In the memo, task force members asked the Legislature to include the “impending evictions crisis as a legislative issue agenda item, and to insist state and federally elected officials develop emergency aid to make landlords and tenants whole.”
They recommended communicating that the late rental payments had created a “cascading effect on deferred housing maintenance by property owners, and that tenants who are behind on rent are facing impending evictions. There is also serious concern that landlords may file for bankruptcy, and will likely become delinquent on payment of real property taxes.”
Since the memo was written, evictions have been on hold until at least Aug. 31. Gov. Andrew M. Cuomo has issued an executive order placing a moratorium on evictions when the tenant could demonstrate that COVID-19 had adversely affected their ability to pay rent.
“And yet, eviction applications are piling up, at a rate of four per day; landlords have no other recourse when rent is not paid. When the current moratorium ends..., those applications will begin to move through the judicial system, and hundreds of tenant households will be put out of their housing — while the pandemic continues,” they wrote.
Gov. Cuomo has announced a $2.7 billion New York State Emergency Rental Assistance Program that will provide funding for eligible household experiencing financial hardship because of COVID-19 and are at risk of homelessness or housing instability. Applications will be taken starting Tuesday.
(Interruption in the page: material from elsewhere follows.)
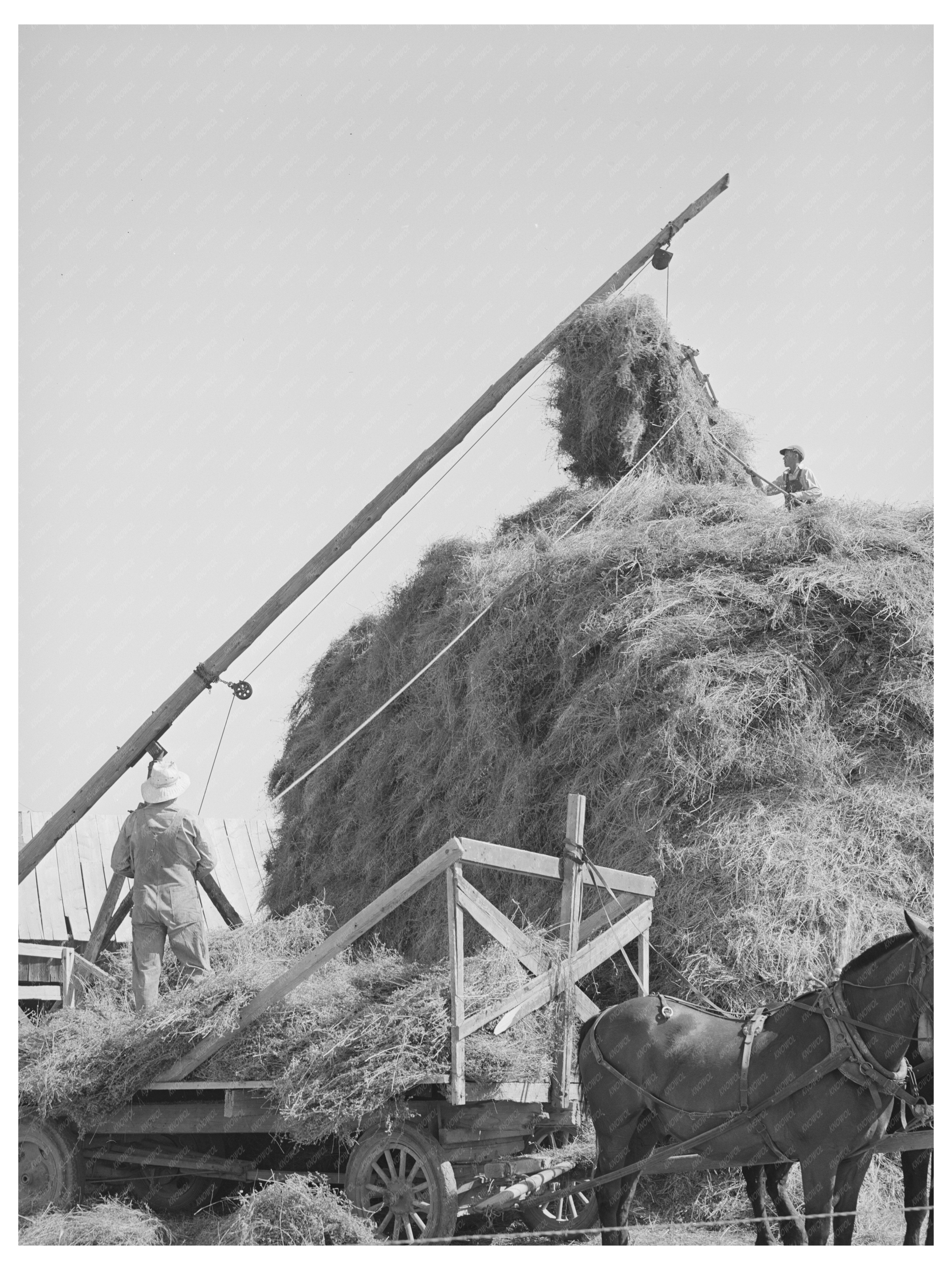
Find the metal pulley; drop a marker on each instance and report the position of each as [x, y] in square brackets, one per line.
[242, 689]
Renters will need to provide personal identification for all household members, such as a photo ID, driver’s license, EBT/Benefits Issuance Card, birth certificate or school registration; Social Security number for any household members who have been issued one; proof of rental amount and signed lease, even if the lease has expired; proof of residency and occupancy, such a signed lease, rent receipt, bank statement or utility bill; and documents demonstrating monthly income for the prior month, such as pay stubs, bank account deposit verification or unemployment benefits letter.
During the first 30 days, the program will prioritize the unemployed, those with income at or below 50% of area median income and other vulnerable populations. After the first 30 days, applications will be processed on a first-come, first-served basis, as long as funds remain available. For more information, applicants and landlords can visit otda.ny.gov/erap.
“There is a hierarchy as to who’s going to be considered for assistance first,” Mr. Herne said. “Once a person makes an application, this is supposed to stay any court proceeding. By stay, it means that there’s going to be no action taken by the court until there’s a decision made on the application.”
Once approved, eligible households will receive up to 12 months of past due rent. Those eligible could also receive up to three months of additional rental assistance, if the household spends 30% or more of its gross monthly income on rent. The program also will provide up to 12 months of utility arrears for eligible applicants.